The narrator, “Wily Odysseus, the lord of lies” (first line), tells how he escaped being killed by the giant, one-eyed, cannibalistic Cyclops, first by blinding the Cyclops, then by preventing the Cyclops from getting reinforcements from fellow Cyclopses by using what Odysseus calls “the ‘no man’ maneuver” (1, p. 253), which worked as follows:

When the Cyclops had asked Odysseus his name, Odysseus had said his name was “Noman.” So later when the blinded Cyclops was trying to call for reinforcements, yelling that he had been attacked by “Noman,” the other Cyclopses did not come, because they thought there had been an attack by no one.

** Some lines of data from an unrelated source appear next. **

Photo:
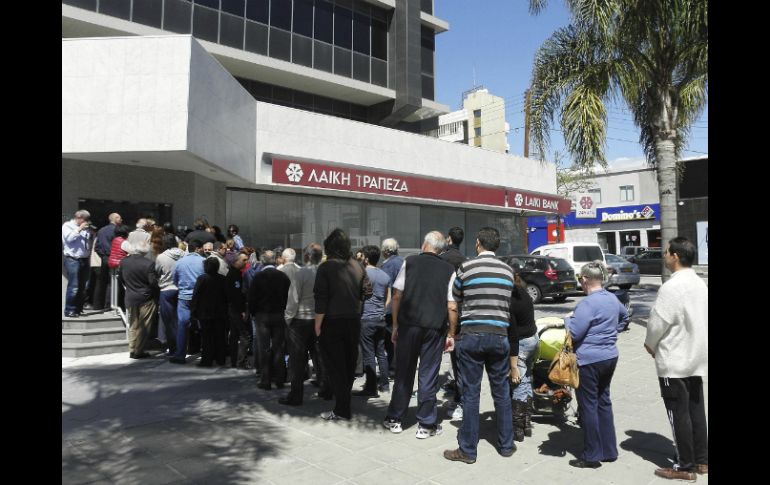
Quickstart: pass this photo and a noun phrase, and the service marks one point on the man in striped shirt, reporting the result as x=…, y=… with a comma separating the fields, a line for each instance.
x=483, y=285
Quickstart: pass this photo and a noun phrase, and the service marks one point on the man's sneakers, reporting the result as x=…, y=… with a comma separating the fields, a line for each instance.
x=423, y=432
x=673, y=474
x=456, y=414
x=457, y=455
x=393, y=425
x=330, y=416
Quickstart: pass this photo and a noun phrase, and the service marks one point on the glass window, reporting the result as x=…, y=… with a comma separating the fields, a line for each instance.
x=361, y=33
x=257, y=10
x=235, y=7
x=379, y=40
x=379, y=72
x=322, y=56
x=427, y=87
x=86, y=4
x=626, y=193
x=324, y=21
x=256, y=38
x=231, y=30
x=176, y=17
x=303, y=17
x=206, y=23
x=360, y=67
x=208, y=3
x=302, y=50
x=148, y=12
x=342, y=62
x=280, y=14
x=115, y=8
x=343, y=27
x=280, y=44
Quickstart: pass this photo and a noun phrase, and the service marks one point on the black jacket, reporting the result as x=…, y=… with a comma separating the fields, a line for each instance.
x=137, y=274
x=269, y=291
x=209, y=300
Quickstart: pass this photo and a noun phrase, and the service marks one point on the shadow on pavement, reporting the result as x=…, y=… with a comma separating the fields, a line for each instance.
x=651, y=447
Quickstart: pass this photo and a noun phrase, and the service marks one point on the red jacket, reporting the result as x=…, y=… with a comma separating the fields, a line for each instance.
x=116, y=254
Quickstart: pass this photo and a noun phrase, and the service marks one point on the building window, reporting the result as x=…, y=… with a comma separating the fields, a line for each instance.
x=626, y=193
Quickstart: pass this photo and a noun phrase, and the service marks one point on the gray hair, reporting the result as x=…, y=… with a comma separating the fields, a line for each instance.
x=268, y=257
x=289, y=255
x=390, y=246
x=595, y=270
x=435, y=240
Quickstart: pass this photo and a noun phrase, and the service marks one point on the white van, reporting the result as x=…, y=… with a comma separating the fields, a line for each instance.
x=577, y=254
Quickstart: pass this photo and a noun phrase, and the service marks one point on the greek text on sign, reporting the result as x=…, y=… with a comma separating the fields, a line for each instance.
x=646, y=213
x=586, y=208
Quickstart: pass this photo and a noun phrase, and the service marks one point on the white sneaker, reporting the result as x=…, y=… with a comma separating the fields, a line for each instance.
x=456, y=414
x=393, y=425
x=423, y=433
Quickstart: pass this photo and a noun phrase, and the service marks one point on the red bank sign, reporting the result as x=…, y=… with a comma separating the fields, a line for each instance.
x=313, y=174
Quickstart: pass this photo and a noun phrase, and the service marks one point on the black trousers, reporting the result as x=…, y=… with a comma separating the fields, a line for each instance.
x=238, y=341
x=339, y=346
x=301, y=340
x=427, y=344
x=683, y=398
x=271, y=332
x=212, y=340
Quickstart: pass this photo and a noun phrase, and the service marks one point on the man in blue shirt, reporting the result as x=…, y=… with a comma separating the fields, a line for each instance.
x=185, y=275
x=76, y=240
x=391, y=266
x=373, y=326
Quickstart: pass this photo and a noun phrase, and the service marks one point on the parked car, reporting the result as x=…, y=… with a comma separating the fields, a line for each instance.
x=628, y=251
x=546, y=277
x=576, y=253
x=649, y=262
x=623, y=273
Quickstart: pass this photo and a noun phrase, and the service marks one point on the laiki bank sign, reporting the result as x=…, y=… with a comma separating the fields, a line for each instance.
x=646, y=213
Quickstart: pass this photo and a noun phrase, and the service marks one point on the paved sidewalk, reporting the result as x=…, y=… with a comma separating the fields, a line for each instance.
x=151, y=422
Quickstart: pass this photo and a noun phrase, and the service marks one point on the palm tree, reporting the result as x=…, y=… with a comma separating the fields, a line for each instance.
x=652, y=55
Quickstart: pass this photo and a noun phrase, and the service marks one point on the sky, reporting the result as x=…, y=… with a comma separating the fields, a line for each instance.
x=492, y=43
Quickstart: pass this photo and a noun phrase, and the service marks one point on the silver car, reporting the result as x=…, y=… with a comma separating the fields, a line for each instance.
x=623, y=273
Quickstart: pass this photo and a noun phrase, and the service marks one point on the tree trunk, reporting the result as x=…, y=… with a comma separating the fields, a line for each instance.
x=669, y=228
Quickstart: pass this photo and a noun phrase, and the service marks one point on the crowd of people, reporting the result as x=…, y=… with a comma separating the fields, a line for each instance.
x=213, y=295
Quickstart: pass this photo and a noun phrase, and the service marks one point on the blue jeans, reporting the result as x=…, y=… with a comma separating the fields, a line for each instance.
x=595, y=410
x=78, y=270
x=168, y=313
x=527, y=348
x=183, y=326
x=476, y=351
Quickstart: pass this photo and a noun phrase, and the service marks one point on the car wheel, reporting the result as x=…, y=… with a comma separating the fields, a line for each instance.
x=534, y=293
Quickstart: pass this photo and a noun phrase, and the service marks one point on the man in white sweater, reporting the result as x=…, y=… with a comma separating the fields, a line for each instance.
x=677, y=337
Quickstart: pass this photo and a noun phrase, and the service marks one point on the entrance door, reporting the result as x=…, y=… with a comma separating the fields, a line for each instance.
x=129, y=211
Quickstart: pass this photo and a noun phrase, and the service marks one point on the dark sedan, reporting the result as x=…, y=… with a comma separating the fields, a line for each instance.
x=649, y=262
x=545, y=276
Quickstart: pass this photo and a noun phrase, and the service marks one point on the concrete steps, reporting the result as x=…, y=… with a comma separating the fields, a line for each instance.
x=93, y=334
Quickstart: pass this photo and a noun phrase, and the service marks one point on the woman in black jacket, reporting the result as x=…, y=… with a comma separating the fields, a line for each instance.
x=209, y=307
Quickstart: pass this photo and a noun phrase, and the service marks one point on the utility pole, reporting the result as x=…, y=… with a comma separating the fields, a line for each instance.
x=526, y=123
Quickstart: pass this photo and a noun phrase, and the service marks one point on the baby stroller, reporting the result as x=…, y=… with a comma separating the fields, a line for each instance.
x=549, y=399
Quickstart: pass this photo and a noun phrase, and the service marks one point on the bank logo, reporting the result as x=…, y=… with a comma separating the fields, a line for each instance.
x=294, y=172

The “no man” maneuver is described in a textbook on multiple personality:

“Many personality systems [of people with multiple personality] will have one or more “unnamed” personalities. Sometimes these “unnamed” alters [alternate personalities] use the same trick Ulysses pulled on the Cyclops: they go by the name of ‘No one.’ When the therapist inquires as to who in the system is responsible for some behavior, he or she will be told, 'No one.’ So the therapist should be prepared to inquire whether there is a personality known as ‘No one,’ ‘No name,’ or ‘Nobody.’ Most of the ‘unnamed’ personalities will turn out to have names as the therapy progresses. Many alters are unwilling to reveal their names early in the course of therapy, because this knowledge allows the therapist to call them out” (2, p. 117).

1. Homer. The Odyssey. Trans. Emily Wilson. New York, WW Norton, 2018.
2. Frank W. Putnam, MD. Diagnosis and Treatment of Multiple Personality Disorder. New York, The Guilford Press, 1989.